In order to be tested, the equipment must be energized first. This is done by connecting the component to a control box the size of a small suitcase, whose twin transformers elevate the standard voltage (230 V) to 112 kV. "The operational voltage will be in the range of 66 kV, but we have to take some phenomena, like switching overvoltage, into consideration. Testing at 112 kV gives us a comfortable safety margin," says Massimiliano.

The first equipment to be tested is the 8-metre-tall thyristor-controlled reactors, whose function is to compensate the reactive power.

As Massimiliano, protected by fire-resistant work wear, headpiece and face shield slowly turns the knob that elevates the voltage, the hum of electrical current, like the buzzing of a thousand bees, fills the air. The test lasts one minute and aims to check the integrity of the massive ceramic insulators that are integrated in the tall towers.
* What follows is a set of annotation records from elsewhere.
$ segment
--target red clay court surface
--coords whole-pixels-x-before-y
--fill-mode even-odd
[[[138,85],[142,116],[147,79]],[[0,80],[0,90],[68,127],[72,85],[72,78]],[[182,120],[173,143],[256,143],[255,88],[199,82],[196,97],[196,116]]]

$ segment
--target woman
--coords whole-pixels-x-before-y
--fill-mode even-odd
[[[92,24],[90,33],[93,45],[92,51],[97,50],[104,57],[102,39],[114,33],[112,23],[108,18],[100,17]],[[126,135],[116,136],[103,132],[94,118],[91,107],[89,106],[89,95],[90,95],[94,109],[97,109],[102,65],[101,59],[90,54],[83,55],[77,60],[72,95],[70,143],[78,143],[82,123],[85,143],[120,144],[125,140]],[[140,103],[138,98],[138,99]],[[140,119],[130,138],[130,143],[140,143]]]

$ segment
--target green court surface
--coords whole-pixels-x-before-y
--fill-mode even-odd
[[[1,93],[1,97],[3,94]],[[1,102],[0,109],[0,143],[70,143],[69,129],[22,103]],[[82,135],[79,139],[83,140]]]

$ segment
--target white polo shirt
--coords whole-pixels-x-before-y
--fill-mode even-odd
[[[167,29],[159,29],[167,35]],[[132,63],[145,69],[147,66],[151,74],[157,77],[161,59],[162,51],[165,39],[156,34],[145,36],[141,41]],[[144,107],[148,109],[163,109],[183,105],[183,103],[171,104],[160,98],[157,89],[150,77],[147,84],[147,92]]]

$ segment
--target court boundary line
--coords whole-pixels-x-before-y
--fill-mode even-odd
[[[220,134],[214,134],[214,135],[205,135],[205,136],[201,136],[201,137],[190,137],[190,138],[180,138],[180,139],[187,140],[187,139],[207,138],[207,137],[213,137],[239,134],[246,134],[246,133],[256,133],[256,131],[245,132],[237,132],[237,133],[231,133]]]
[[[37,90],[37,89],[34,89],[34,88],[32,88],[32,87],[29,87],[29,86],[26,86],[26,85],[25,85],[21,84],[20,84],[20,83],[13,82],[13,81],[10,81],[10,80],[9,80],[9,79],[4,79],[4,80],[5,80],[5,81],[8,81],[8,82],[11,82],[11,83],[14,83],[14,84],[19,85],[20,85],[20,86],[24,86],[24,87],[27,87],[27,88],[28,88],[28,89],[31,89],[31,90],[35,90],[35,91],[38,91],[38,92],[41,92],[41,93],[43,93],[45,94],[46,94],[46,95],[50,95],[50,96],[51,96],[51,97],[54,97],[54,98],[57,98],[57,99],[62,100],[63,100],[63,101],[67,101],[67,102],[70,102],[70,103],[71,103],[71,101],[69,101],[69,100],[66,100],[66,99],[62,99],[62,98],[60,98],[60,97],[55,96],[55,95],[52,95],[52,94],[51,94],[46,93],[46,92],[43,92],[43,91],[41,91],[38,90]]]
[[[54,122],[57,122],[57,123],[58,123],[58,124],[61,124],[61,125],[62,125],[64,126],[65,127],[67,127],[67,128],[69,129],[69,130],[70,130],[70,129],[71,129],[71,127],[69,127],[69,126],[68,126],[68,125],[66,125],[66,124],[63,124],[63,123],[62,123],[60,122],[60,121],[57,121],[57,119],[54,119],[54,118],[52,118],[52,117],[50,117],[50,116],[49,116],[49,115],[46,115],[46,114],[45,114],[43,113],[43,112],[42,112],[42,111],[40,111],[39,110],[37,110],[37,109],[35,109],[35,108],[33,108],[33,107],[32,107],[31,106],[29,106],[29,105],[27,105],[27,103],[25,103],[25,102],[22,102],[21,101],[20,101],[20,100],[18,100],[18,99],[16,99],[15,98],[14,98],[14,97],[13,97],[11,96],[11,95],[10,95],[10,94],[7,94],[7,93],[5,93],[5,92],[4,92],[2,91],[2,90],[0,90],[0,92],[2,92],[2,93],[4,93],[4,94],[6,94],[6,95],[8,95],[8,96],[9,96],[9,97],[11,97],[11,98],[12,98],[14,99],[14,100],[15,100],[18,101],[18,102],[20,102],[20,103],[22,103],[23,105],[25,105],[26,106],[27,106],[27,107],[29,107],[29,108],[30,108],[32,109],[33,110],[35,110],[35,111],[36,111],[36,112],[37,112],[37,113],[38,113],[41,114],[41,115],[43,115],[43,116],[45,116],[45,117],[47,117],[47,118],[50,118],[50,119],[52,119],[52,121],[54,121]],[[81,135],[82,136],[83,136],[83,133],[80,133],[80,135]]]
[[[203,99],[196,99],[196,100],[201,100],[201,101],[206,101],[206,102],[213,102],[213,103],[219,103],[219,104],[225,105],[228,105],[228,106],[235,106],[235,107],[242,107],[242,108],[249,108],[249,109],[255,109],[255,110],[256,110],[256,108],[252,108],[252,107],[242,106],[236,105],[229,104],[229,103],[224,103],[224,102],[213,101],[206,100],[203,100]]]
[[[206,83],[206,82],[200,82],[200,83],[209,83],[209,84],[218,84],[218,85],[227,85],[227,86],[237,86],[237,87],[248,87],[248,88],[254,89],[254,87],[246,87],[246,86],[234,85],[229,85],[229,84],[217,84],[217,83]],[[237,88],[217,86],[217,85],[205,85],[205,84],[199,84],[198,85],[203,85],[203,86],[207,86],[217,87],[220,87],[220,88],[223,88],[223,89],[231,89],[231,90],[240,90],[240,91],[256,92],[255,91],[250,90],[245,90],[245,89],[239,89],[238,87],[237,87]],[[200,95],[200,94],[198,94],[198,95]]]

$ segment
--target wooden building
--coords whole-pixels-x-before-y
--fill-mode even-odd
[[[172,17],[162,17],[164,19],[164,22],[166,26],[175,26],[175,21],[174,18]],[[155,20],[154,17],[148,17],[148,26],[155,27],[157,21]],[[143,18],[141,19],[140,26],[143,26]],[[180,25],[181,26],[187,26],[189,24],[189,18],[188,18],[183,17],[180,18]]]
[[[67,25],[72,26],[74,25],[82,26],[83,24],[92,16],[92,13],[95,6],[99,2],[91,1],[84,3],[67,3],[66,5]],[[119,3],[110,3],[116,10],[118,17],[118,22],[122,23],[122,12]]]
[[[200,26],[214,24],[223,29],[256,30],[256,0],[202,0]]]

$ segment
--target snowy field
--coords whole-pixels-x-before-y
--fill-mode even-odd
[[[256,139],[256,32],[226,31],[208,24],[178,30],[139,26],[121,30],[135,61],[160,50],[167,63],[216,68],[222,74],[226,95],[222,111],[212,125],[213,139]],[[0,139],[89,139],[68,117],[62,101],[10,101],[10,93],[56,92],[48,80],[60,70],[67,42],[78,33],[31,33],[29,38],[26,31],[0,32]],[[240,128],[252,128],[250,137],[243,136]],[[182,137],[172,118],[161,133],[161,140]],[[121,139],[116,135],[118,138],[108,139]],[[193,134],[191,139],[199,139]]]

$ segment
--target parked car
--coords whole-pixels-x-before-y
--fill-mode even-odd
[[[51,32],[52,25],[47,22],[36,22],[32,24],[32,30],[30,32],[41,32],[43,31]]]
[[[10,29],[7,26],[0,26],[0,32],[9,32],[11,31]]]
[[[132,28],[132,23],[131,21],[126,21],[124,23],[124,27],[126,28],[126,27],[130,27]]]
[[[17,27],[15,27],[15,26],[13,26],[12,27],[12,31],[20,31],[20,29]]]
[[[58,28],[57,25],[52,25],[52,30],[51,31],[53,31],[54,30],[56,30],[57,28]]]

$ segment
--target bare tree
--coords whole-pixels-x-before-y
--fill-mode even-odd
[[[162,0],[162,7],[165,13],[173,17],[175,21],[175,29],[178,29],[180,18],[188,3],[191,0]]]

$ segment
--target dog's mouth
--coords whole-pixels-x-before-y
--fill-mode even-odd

The test is conducted in compliance with all electrical safety rules—the most important being the rule of equal-potentiality, which means that all metallic parts must be connected to ground. The dials on control box are of course essential to monitoring the stability of the current. But electrical engineers also rely on their trained ears. "There are noises that are 'normal' and some that aren't," says Massimiliano. "You've got to listen carefully to tell the difference."

All the while, at a safe distance, two engineers from Rongxin Power Electronic Co. Ltd observe the operation. A representative of SAET, the Italian company responsible for the installation, is also present to provide support.

The minute is now over and the hum has stopped.  Another thyristor-controlled reactor has passed the test. More are waiting ... enough to keep Massimiliano and his team busy until mid-June.